Usos e limites da inteligência artificial
Autor: Marcos da Cunha e Souza*
Não é nada fácil conceituar o que seja inteligência artificial (IA). Podemos dizer que envolve sistemas informáticos que imitam capacidades mentais humanas, envolvendo raciocínio, aprendizagem, resolução de problemas, planejamento, análise de uma imensa quantidade de dados, assim como desenvolvimento de previsões e tomadas de decisão. A Inteligência artificial, quando desenvolvida para um objetivo específico, é capaz de, em muitos casos, superar a capacidade humana. O jogo de xadrez talvez seja o exemplo mais famoso desse sucesso.
Recentemente, fui provocado a refletir sobre como a inteligência artificial poderia nos ajudar a evitar o terrível acidente ocorrido em São Paulo, quando um Porsche, que trafegava a 156 km/h, bateu atrás de outro veículo, matando o motorista deste. A pergunta me foi feita porque, claramente, a legislação de trânsito mostrou-se totalmente ineficaz para evitar o acidente.
Afinal, o motorista do Porsche tinha a sua CNH suspensa em 2023 e passou por curso de reciclagem. Essa suspensão, em princípio, não o inibiu de andar em alta velocidade, apenas 12 dias após recuperar a carteira. Com indícios deque estava alcoolizado. E dada sua condição econômica, pode-se supor que o pagamento de multas também não surtira grande efeito inibidor. E este acidente, sabemos, não é um caso isolado em nossa sociedade.
De acordo com o Fundo Carnegie para a Paz Internacional (Carnegie Endowment for International Peace), pelo menos 75 países já utilizam tecnologias de IA para fins de vigilância e segurança pública, em modalidades como reconhecimento facial e policiamento inteligente. Dispositivos espalhados pelas cidades auxiliam inteligências artificiais a identificar disparos com armas de fogo, tumultos, batidas de carro, pessoas pulando muro ou portando armamento. A Estratégia Brasileira de Inteligência Artificial (EBIA), desenvolvida em 2021, prevê a ampliação do uso de inteligências artificiais no campo da segurança.
Contudo, a EBIA salienta que as IAs “devem respeitar os direitos de privacidade e de proteção de dados pessoais, em conformidade com os direitos constitucionais à intimidade, à privacidade e à proteção à imagem do titular”. No caso de acidentes semelhantes ao do Porsche, em que o poder preventivo da legislação de trânsito possa ser anulado pelo perfil econômico ou psicológico do condutor, a inteligência artificial pode ser treinada para identificar padrões anormais. Ela pode identificar veículos participando de “rachas”, ou que estejam “cantando” pneu, ou realizando manobras arriscadas, ou mesmo se deslocando de maneira anormal, dando sinais de embriaguez ao volante.
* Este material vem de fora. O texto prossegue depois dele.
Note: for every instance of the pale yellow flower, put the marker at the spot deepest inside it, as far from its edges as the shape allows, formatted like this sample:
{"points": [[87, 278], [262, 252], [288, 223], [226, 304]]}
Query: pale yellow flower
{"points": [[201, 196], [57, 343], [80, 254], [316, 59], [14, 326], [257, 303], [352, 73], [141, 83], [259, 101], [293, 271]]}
Mas, para tanto, seria necessário grandes investimentos e teríamos, como resultado, uma vigilância maior sobre toda a população, fazendo com que os bons paguem pelos maus. Uma solução mais barata e menos invasiva seria investir em sistemas que vigiassem, basicamente, os cidadãos com histórico de condutas inadequadas, inclusive aqueles que estão com CNHs suspensas. Sobre estes, dispositivos instalados em seus celulares, ou mesmo em uma tornozeleira, identificariam não tanto a sua localização geográfica, mas sim a sua velocidade e outros indícios de movimentos que possam indicar, em tempo real, a violação da lei, com vistas a uma imediata intervenção do Estado.
* Marcos da Cunha e Souza, advogado, mestre e doutor em Direito, professor da Uninter.